Over the past 70 years extrinsic motivation has dominated parenting advice, so it is very hard to comprehend teaching children without them, So how do authoritative parents educate their children without rewards and punishments? What tools are available to us? Charlotte said that the instruments available to parents and teachers are ATMOSPHERE, DISCIPLINE, AND A LIFE.

I just want to share  a personal note before ending today: my own parenting style started out much more authoritarian. Many days I  felt like a pendulum swinging from permissive to authoritarian as I set unrealistic expectations for my kids, then exhausted myself trying to enforce them, and eventually throwing in the towel and letting the kids do what they want because I was too tired or discouraged to follow up with my threats. 
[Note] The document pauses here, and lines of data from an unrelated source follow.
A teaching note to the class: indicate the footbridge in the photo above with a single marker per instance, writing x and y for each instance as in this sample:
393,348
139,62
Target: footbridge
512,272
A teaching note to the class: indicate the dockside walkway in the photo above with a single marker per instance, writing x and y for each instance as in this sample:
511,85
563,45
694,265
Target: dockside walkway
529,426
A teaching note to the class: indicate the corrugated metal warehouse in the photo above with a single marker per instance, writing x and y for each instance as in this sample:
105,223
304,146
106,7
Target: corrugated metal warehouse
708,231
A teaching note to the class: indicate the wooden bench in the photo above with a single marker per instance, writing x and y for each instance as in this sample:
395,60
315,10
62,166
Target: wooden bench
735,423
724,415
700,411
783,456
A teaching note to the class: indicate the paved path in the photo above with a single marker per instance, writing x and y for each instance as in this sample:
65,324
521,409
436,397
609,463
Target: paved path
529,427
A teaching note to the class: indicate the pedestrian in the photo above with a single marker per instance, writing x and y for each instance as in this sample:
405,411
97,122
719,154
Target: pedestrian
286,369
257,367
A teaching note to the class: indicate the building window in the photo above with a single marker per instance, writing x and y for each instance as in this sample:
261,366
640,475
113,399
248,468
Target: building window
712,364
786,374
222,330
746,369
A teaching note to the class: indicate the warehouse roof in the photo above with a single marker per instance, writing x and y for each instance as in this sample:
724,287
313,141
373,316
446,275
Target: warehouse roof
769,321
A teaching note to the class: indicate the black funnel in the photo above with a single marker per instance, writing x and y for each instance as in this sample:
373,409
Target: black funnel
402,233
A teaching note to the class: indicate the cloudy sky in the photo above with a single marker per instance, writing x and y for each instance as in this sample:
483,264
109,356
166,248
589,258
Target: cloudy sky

Over the years I’ve discovered the wisdom in authoritative parenting— this delicate balance between unconditional love and authority— and I’ve been able to see how my over control has affected my relationships with my children as well as their personalities. However,  I’m still gaining these parenting skills and learning how to apply what I know to be true. I share everything on this podcast this not as an expert who has mastered these skills but as a fellow mother in the trenches who has discovered eternal  truth and seen it work wonders in her own family.
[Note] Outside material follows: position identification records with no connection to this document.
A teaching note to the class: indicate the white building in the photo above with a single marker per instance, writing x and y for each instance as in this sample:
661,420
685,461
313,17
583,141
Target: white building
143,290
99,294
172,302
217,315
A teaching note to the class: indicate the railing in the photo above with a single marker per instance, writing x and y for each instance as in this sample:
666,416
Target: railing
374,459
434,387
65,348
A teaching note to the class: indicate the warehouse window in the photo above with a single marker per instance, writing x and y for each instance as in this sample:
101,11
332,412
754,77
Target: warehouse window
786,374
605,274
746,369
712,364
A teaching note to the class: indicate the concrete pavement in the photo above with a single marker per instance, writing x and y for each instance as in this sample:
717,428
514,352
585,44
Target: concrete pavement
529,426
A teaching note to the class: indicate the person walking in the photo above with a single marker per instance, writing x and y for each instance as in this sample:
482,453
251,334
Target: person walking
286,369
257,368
One belief that’s helped me keep going each day is the belief that my children don’t need a perfect parent. They need a good one. They need a human parent who shows them what to do when you make mistakes — how to repent, ask forgiveness, and tries to be more like Christ each day. 

We Are Not Alone

The weight of what is expected of us as parents can be crushing, but we’re not doing this alone. Mason reminds us that “When we recognise that God does not make over the bringing up of children absolutely even to their parents, but that He works Himself, in ways which it must be our care not to hinder, in the training of every child, then we shall learn passiveness, humble and wise. We shall give children space to develop on the lines of their own characters in all right ways, and shall know how to intervene effectively to prevent those errors which, also, are proper to their individual characters.” (3/35) Part of exercising parental authority is realizing that we are under authority of God, and He will not abandon us. We can trust that He is working  in ways we cannot see.